Parameters established for microinjection in C. elegans, including needle conditions, appear to also be effective in tardigrades (Fire, 1986; Fire et al., 1998). Injection of dsRNA into the tardigrade gonad, intestine or coelomic cavity results in loss-of-function phenotypes observed in progeny (Tenlen et al., 2013). This ability of RNAi to cross tissue boundaries was initially observed in C. elegans (Fire et al., 1998). Either genomic DNA or cDNA can be used as templates to synthesize dsRNA. However, the choice of DNA template may need to be empirically determined for each experiment. For some genes, such the H. exemplaris actin homolog, similar results were obtained using dsRNA transcribed from either genomic DNA or cDNA templates. Conversely, for other genes, embryonic phenotypes were observed only for injection of dsRNA from cDNA templates.

The recovery and reproductive success of tardigrades following injection appears to be dependent upon multiple environmental conditions (such as oxygen content of water, humidity and amount/quality of algae food source). For each experiment, several controls should be set up at the same time. Negative controls include both uninjected animals and animals injected with water or dsRNA targeting green fluorescent protein (Tenlen et al., 2013). Hd-actin is recommended as a positive control since injection of Hd-act dsRNA results in highly penetrant lethality in progeny, with reproducible cytokinesis defects (Tenlen et al., 2013).

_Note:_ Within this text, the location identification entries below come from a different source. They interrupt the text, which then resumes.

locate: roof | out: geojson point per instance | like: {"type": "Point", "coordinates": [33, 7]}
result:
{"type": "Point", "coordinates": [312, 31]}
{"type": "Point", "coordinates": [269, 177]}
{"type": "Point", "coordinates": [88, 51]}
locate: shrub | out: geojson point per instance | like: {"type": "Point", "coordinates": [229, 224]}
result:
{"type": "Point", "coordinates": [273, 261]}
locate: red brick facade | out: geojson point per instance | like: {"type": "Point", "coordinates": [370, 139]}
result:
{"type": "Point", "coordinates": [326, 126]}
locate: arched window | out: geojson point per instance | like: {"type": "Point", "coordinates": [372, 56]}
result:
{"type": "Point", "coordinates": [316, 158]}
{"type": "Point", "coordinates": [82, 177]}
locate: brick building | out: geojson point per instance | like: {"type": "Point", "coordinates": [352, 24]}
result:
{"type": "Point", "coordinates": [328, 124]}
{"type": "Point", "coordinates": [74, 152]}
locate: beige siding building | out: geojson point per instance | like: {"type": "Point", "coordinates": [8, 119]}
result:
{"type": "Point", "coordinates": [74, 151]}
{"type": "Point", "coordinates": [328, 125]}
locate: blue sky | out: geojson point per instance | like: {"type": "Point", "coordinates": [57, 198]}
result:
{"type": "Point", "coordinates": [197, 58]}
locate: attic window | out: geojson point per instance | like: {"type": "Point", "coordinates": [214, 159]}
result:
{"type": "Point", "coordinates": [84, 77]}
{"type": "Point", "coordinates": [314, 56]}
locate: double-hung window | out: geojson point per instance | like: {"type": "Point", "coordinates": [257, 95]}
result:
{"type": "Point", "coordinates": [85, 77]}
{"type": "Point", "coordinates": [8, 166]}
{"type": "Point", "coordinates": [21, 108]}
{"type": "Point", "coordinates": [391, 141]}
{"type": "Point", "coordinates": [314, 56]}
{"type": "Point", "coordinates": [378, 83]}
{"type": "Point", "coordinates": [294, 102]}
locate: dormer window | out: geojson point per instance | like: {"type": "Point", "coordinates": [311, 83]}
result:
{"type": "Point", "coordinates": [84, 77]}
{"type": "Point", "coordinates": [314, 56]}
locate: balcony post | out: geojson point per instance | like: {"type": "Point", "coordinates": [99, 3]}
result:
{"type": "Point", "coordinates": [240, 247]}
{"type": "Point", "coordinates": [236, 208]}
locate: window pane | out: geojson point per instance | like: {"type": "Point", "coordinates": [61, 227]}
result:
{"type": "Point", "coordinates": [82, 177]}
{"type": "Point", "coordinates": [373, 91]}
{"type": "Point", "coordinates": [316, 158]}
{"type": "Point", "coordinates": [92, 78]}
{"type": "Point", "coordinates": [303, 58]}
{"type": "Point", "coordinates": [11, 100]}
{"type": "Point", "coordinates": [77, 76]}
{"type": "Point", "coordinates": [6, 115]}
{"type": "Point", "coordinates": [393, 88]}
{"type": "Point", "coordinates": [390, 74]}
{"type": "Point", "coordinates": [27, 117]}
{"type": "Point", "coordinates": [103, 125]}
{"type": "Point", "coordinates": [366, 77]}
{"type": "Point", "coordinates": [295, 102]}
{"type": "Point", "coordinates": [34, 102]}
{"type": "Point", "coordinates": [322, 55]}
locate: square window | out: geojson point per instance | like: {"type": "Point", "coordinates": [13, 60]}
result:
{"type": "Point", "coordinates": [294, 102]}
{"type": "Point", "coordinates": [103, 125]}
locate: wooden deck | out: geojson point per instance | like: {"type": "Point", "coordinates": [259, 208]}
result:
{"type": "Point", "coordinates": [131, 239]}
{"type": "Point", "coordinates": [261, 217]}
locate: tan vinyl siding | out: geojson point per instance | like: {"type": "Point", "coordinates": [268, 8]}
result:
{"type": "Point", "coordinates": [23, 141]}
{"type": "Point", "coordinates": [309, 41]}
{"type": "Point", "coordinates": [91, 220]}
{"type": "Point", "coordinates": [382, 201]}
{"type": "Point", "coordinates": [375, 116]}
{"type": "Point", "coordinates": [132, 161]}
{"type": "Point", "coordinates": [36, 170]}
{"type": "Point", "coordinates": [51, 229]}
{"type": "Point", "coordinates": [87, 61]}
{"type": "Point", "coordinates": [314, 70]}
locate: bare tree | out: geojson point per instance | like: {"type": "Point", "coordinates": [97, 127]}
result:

In our experiments, the penetrance of loss-of-function phenotypes varies based on the targeted gene, and on brood number. Reproduction and molting are linked in tardigrades, occurring approximately every 4 – 5 days. When injection of dsRNA resulted in a phenotype, the penetrance was always highest in the first brood of embryos produced after injection. In subsequent broods, the penetrance decreased substantially (Tenlen et al., 2013). As a result, it may be necessary to increase the number of adults injected to ensure an adequate population of embryos to analyze.